Notes for Web Server Capabilities Demo by Max Moroz

Note: I suggest that you read the first two sections; browse the rest only if you are interested in those particular topics.

What Is A Web Server?

When you type a URL, and get back the content of the page, the page is served to you. A web server is a computer that serves web pages to visitors.

The software that runs on the a web server is also sometimes called web server. In that sense, "web server" belongs to the following list: word processor, spreadsheet, web browser, web server. There are dozens of different web server software packages made, just as there are dozens of different word processors. In both cases, there are only a few among them that are really popular; in the case of web servers, these are Apache, Microsoft IIS, Netscape Enterprise. Unlike the word processor and spreadsheet markets, where Microsoft at present has no real competition, the web server market currently is hotly contested.

Compare two word processors: Microsoft Word and Notepad. The former is enormously more powerful. But the latter is free, starts a much faster, and occupies 100 times less space on disk. So, both are useful in different cases.

With web servers, the situation is similar. Amazon's criteria for a web server are (a) reliability, (b) security, (c) speed, (d) scalability, and (e) cost. If you want to set up a trial web server to test if it is going to help your business, and to gain some experience before committing to a certain EC strategy, your criteria are more likely to be: (a) simplicity, (b) compatibility with your existing systems, (c) cost.

A regular computer connected to the Internet can be a web server. You can even run other applications on it at the same time! For example, you can take the same notebook that you carry to class, and make it a web server by installing some web server software on it. As long as you don't get too many hits, your visitors will not notice anything.

Cookies

A cookie is a small piece of information (usually about 100 bytes) that is put on a visitor's hard drive when he visits a web site. That cookie is useful only for one thing: it is later sent back to the web server whenever that person goes to the same URL again. Actually, it is possible to make a cookie so that it is sent to all subpages of that URL (which makes sense: otherwise, a web site would lose track of a visitor the moment he leaves the home page...).

When cookies are sent, they are set to expire, i.e. disappear, either at a certain time, or at the end of the current browser session. Often, cookies are set to expire in 2025 or later, with the intent of keeping them for as long as possible. Cookies also get deleted by the browser, if too much space is wasted by all the cookies combined (which is very rare). Finally, a cookie can be deleted by the user; however, it takes some skill and is different in Netscape and Internet Explorer.

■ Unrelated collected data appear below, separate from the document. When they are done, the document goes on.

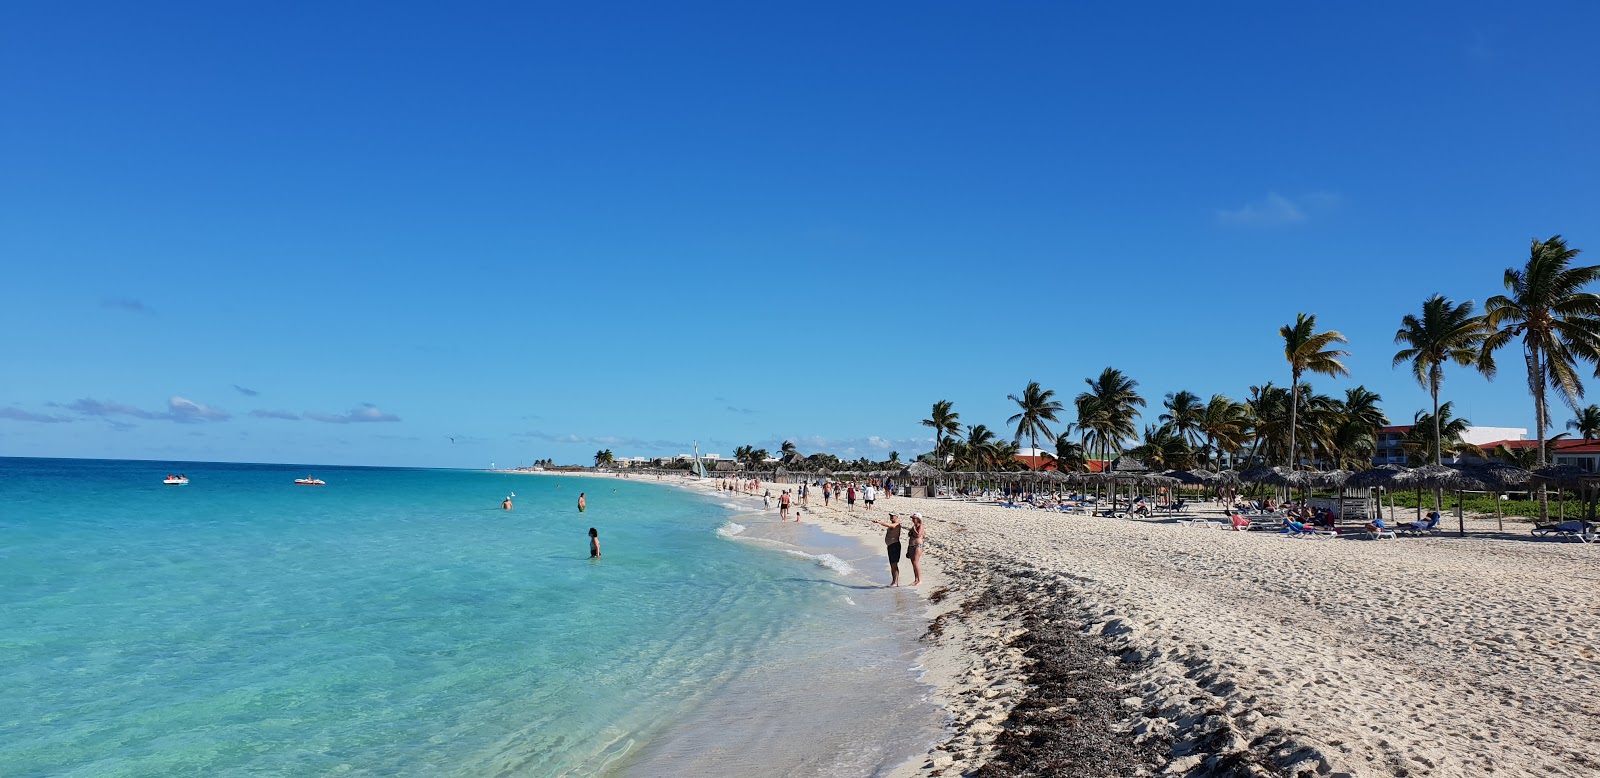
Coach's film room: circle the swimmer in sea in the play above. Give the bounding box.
[578,492,586,512]
[588,527,601,558]
[502,496,513,510]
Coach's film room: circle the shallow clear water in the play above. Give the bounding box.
[0,459,940,776]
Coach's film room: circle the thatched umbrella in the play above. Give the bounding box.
[1530,465,1600,522]
[1346,465,1410,524]
[1459,462,1532,531]
[1239,465,1289,486]
[1399,464,1487,536]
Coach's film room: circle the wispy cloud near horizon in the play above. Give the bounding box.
[0,407,74,423]
[60,396,230,424]
[250,409,302,420]
[233,384,260,396]
[1216,191,1340,227]
[306,403,401,424]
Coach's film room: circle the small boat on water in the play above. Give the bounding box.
[294,477,326,486]
[163,476,189,485]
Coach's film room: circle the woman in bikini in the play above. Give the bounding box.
[906,513,926,586]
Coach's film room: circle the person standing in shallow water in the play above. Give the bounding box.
[578,492,586,512]
[867,513,904,587]
[588,527,601,558]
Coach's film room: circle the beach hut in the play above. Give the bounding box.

For Netscape, the cookies are very easy to see and delete: just go to the directory netscape/users/yourname/ and look at the file cookies.txt. There, you see for each cookie:

The web server will see the name and the value of the cookie, whenever appropriate (it is not interested in the other parts of the cookie, since they are used just to determine whether to show this cookie to this web server!).

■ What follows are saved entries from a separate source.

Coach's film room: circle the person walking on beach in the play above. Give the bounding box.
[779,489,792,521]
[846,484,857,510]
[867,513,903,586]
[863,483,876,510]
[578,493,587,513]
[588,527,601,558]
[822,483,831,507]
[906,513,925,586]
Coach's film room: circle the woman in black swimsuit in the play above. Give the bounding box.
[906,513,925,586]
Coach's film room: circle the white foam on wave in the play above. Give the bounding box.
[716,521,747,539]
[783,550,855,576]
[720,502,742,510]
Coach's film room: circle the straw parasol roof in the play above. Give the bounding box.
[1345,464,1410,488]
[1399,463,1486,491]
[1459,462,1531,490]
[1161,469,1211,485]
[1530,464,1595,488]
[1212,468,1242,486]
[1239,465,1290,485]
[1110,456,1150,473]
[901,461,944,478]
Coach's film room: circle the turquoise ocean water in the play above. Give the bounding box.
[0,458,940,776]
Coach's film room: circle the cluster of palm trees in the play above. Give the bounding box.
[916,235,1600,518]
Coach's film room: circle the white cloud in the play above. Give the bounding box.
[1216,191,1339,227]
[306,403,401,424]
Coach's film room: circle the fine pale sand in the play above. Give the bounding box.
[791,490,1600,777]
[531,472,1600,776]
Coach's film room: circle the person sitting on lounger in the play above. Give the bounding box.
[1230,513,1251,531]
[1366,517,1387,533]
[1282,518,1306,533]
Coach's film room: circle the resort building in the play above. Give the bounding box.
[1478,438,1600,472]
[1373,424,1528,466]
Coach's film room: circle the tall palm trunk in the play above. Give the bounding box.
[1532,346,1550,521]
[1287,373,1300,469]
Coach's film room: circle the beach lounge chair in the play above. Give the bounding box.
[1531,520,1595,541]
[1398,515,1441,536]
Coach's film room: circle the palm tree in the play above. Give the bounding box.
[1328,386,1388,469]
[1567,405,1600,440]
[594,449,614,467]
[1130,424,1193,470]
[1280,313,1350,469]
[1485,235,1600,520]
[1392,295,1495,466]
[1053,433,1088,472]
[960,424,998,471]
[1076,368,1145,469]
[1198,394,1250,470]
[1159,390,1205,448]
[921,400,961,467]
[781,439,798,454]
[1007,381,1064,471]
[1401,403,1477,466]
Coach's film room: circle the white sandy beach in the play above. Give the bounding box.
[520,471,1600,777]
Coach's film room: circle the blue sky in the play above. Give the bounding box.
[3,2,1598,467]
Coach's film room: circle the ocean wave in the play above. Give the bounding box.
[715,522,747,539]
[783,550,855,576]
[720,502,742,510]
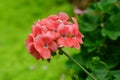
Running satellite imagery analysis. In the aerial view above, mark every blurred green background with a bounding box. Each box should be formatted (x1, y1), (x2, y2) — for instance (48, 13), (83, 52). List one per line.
(0, 0), (76, 80)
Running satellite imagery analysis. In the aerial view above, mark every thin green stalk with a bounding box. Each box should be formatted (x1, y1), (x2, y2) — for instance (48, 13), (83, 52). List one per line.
(60, 49), (97, 80)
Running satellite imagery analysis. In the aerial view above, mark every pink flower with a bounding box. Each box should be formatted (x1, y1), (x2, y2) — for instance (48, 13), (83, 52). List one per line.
(58, 12), (69, 21)
(26, 12), (83, 60)
(57, 17), (83, 49)
(66, 26), (83, 49)
(66, 17), (83, 49)
(46, 19), (59, 31)
(32, 20), (48, 36)
(34, 34), (58, 59)
(26, 34), (43, 60)
(57, 25), (69, 47)
(48, 15), (58, 20)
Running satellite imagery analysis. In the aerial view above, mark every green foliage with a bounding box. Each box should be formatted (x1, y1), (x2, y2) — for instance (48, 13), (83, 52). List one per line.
(66, 0), (120, 80)
(79, 14), (99, 32)
(101, 12), (120, 40)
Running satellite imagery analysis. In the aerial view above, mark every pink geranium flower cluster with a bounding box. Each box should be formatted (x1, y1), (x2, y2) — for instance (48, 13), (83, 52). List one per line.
(26, 12), (83, 60)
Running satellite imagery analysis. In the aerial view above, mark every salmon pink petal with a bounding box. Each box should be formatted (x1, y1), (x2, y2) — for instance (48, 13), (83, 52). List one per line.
(48, 41), (58, 51)
(47, 31), (60, 40)
(77, 38), (83, 44)
(66, 38), (75, 47)
(74, 42), (80, 49)
(59, 12), (69, 21)
(32, 25), (42, 35)
(26, 34), (34, 46)
(39, 19), (48, 26)
(41, 26), (48, 33)
(57, 38), (66, 47)
(57, 25), (69, 35)
(69, 25), (79, 35)
(46, 20), (54, 30)
(35, 35), (45, 46)
(41, 36), (52, 44)
(72, 17), (78, 28)
(48, 15), (58, 20)
(76, 35), (83, 44)
(40, 48), (51, 59)
(27, 43), (42, 60)
(66, 21), (72, 25)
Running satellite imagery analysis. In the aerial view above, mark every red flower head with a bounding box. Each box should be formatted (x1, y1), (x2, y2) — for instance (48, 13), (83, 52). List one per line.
(26, 34), (43, 60)
(65, 17), (83, 49)
(34, 34), (58, 59)
(26, 12), (83, 60)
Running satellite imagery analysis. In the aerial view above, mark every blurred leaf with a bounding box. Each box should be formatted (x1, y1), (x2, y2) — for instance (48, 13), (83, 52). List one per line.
(101, 12), (120, 40)
(83, 29), (104, 52)
(84, 37), (104, 52)
(86, 56), (109, 71)
(109, 12), (120, 30)
(86, 70), (109, 80)
(101, 28), (120, 40)
(97, 0), (118, 12)
(111, 70), (120, 80)
(101, 0), (118, 5)
(104, 55), (119, 69)
(79, 14), (99, 32)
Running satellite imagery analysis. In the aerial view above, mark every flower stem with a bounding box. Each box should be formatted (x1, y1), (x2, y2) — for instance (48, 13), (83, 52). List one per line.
(60, 49), (97, 80)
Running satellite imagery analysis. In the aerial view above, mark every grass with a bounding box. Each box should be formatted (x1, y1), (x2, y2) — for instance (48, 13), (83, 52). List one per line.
(0, 0), (78, 80)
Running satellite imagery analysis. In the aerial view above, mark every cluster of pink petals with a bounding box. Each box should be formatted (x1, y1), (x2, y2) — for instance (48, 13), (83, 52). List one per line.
(26, 12), (83, 60)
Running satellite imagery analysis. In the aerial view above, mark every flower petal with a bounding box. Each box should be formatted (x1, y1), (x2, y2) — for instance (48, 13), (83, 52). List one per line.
(66, 38), (75, 47)
(57, 25), (69, 35)
(57, 37), (66, 47)
(74, 42), (80, 49)
(46, 20), (55, 30)
(26, 34), (34, 46)
(40, 19), (47, 26)
(76, 35), (83, 44)
(59, 12), (69, 21)
(48, 15), (58, 20)
(48, 41), (58, 52)
(72, 17), (78, 28)
(27, 43), (42, 60)
(40, 48), (51, 59)
(47, 31), (60, 40)
(32, 25), (42, 35)
(35, 35), (45, 47)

How the cookies are used is completely up to the web server. The main applications are:

If you like to know more, browse this excellent article about cookies (which also has additional resources).

WN Server Built-In Search

WN has a built-in search feature. To use it, go the URL of the following type:

http://www.anderson.ucla.edu/search=synopsis, or

http://www.anderson.ucla.edu/search=context,

i.e., indicate in the URL only the directory you are interested in (and not the actual file), and append it with ?search=.... In the examples above we start the search at the home directory of the Anderson school; of course, you could specify any subdirectory if you want a more restricted search.

There are several types of searches, but the most useful ones are "synopsis" and "context". Synopsis allows you to search through titles and keywords of all the web pages, both in the directory you specify, and in its subdirectories. Context allows to search through the full text of all pages in the directory you specify, but not in any of its subdirectories. The latter restriction is enforced to prevent a big load on the web server: imagine if someone asks the web server to search full-text all the pages in the main Anderson school directory and below. Accessing all those thousands of files, and looking through each of them, may well take many minutes, during which time the web server will perform its main function with considerable delay.

WN Search & Keeping Information Private

WN's built-in search doesn't let anyone see a file that they could not see in a usual way, by typing in the URL.

So, suppose I have a file secret.htm in my home personal home page directory that I intend to keep private to myself and a class friend. I don't make any links to this file from anywhere, so I hope it will remain hidden. Then someone goes to http://personal.anderson.ucla.edu/max.moroz/search=context, and does a search on some very common combination of characters, e.g. "the". The search results are likely to include this "hidden" file. Before we complain about this security hole, we should note that if someone, instead of doing search, simply typed http://personal.anderson.ucla.edu/max.moroz/secret.htm, they would have also seen this file (i.e., the file would have been served to him)! In other words, the file was not really hidden from the world in the first place. (You can try it -- I've put that file up just for this purpose!).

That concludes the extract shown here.